03-Citadel1If you’re a regular follower of my blog, you may remember I mentioned the Citadel in a previous post. Citadel Hill (Arabic: جبل القلعة Jabal al-Qal’a) overlooks downtown Amman. From there it is possible to see the Roman Theatre, also in the downtown area. Jabal al-Qal’a has been occupied since the Bronze Age (1800 BCE) and the ruins there date back to Roman through the early Islamic Period.


Photo from stalinsmustache.wordpress.com

Now, here’s where we tie it to the Bible (2 Samuel 11). In the 10th century BCE, the Israelite King, David was lusting for Bathsheba after spying on her as she bathed. He had her brought to him, had sex with her, and made her pregnant. So, what could he do? He schemed to bring her husband, Uriah, home from the war, hoping he’d sleep with her and think the child was his. There was a fly in that ointment, though; an ancient kingdom rule forbade warriors in active service to be intimate with their wives.  So, David schemed to have Uriah the Hittite assigned to the front line of the battle against the Ammonites. He even had Uriah, himself, deliver the order that was essentially a death sentence. As expected, the poor soldier was killed there and David took his wife for himself. What a nice guy David was…

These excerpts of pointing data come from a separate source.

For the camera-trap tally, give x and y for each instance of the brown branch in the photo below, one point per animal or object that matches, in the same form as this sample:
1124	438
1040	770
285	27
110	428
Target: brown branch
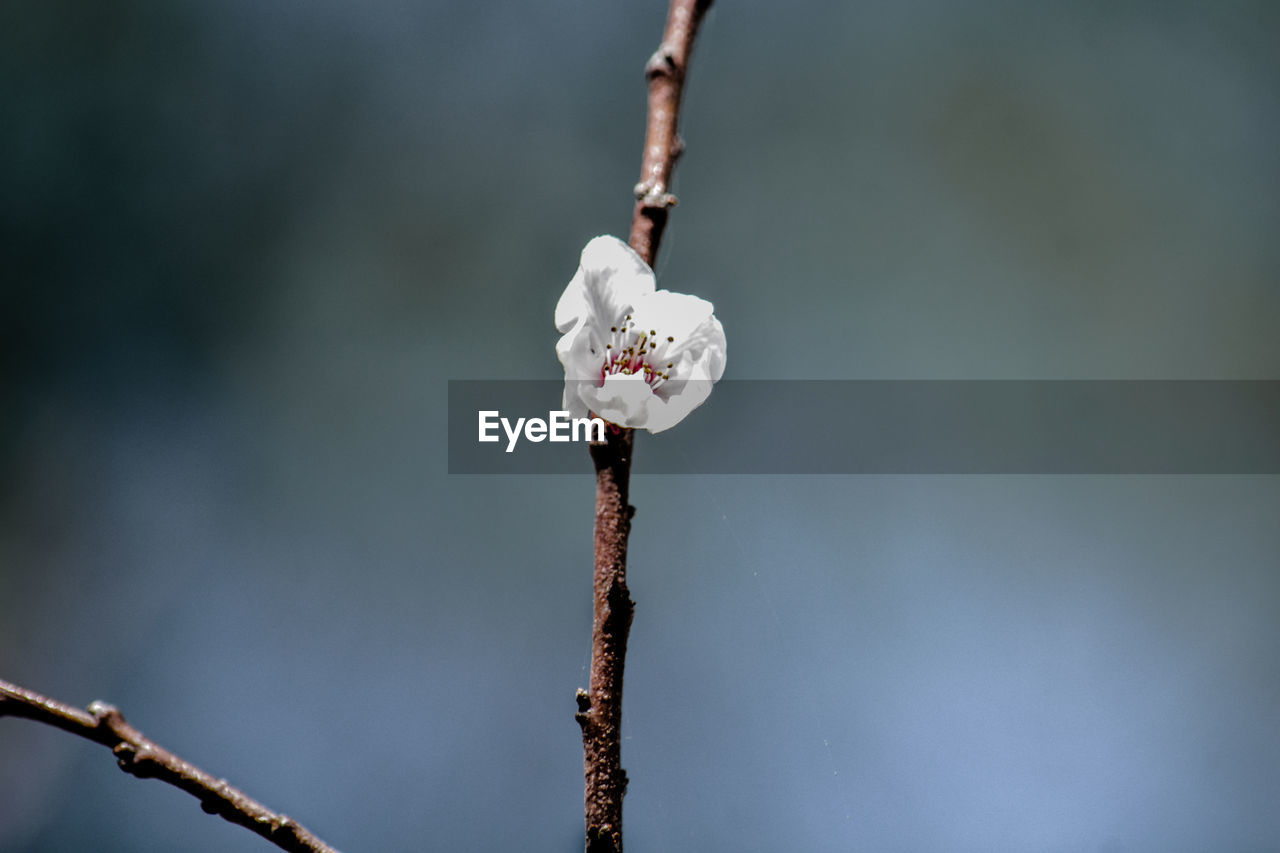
599	710
136	755
666	72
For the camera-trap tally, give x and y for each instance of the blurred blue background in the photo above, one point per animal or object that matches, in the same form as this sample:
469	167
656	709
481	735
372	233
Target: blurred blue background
247	243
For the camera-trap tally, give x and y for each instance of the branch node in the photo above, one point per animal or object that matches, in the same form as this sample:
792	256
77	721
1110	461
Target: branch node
661	64
105	715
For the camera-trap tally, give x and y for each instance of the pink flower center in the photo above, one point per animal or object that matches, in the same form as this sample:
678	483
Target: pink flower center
634	351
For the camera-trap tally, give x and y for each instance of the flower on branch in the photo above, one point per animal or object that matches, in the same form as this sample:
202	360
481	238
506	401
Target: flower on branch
634	355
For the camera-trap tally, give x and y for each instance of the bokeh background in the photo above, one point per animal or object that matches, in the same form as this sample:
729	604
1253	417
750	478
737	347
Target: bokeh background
245	245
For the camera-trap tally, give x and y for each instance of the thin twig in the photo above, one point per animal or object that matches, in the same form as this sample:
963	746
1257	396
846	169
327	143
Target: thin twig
666	72
599	710
136	755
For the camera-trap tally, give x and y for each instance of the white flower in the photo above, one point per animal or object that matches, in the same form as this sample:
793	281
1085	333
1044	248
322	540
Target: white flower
632	355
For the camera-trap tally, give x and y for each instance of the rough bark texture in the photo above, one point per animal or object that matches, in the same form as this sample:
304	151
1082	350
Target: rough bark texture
599	708
666	72
136	755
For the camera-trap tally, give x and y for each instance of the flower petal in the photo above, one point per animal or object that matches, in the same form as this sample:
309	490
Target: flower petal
609	279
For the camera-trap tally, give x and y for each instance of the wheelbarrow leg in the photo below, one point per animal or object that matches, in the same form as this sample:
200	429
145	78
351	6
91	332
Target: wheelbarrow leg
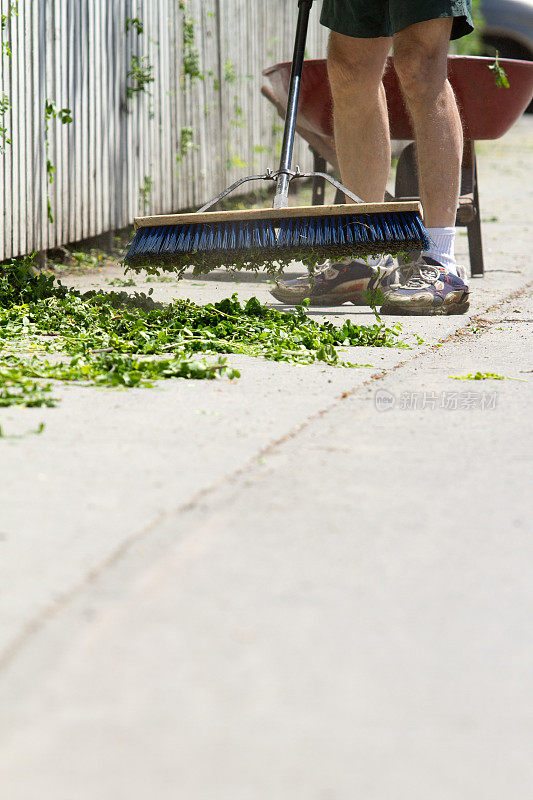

The ruins, shown on the map, include the Temple of Hercules, a Byzantine church, a Mosque and palace entrance, and a giant cistern. There is also a small museum with some stunning artifacts on display. Among them are fragments of the Dead Sea Scrolls and statues unearthed in nearby Ain Ghazal representing the oldest known statues of human figures. Here are a few photos. A single fragment of a statue of Hercules has been found. It’s a portion of his hand. The size of the fragment indicates that the statue stood around 13 meters (42.6 feet) tall!


Great Reception Hall


Palace gate with reception hall beyond


View of Roman Theatre from Citadel


Temple of Hercules


One of the temple columns


Temple of Hercules


Temple of Hercules with statue fragment


The only surviving fragment of a 13 meter tall statue of Hercules


My favorite view of the temple


Byzantine Church




6 thoughts on “C is for Citadel

  1. A land of mystery and beauty ~ and that light! Lucky you Jim, and thank you so much for sharing my friend ;-P (as for David… erm…)

  2. Hey. You know this plance very well. Tell me more about the portion of Hercules hand. It is so bright white compared to the color of the aged stone of the columns. What made it so different?

  3. Hey Cathy, thanks for stopping and checking out the post! I’ll be here every day this month except Sundays. Hercules’ hand is whiter because it’s marble. The temple, churches, etc are primarily sandstone. Some of the columns appear (to me) to be cement. As you know, it was the Romans who first perfected Portland Cement. The secret was lost for many, many centuries before being rediscovered in modern times. I don’t remember seeing it at the Citadel, but in other sites I’ve visited the cement has eroded over the years to reveal small stones that were added to the mix.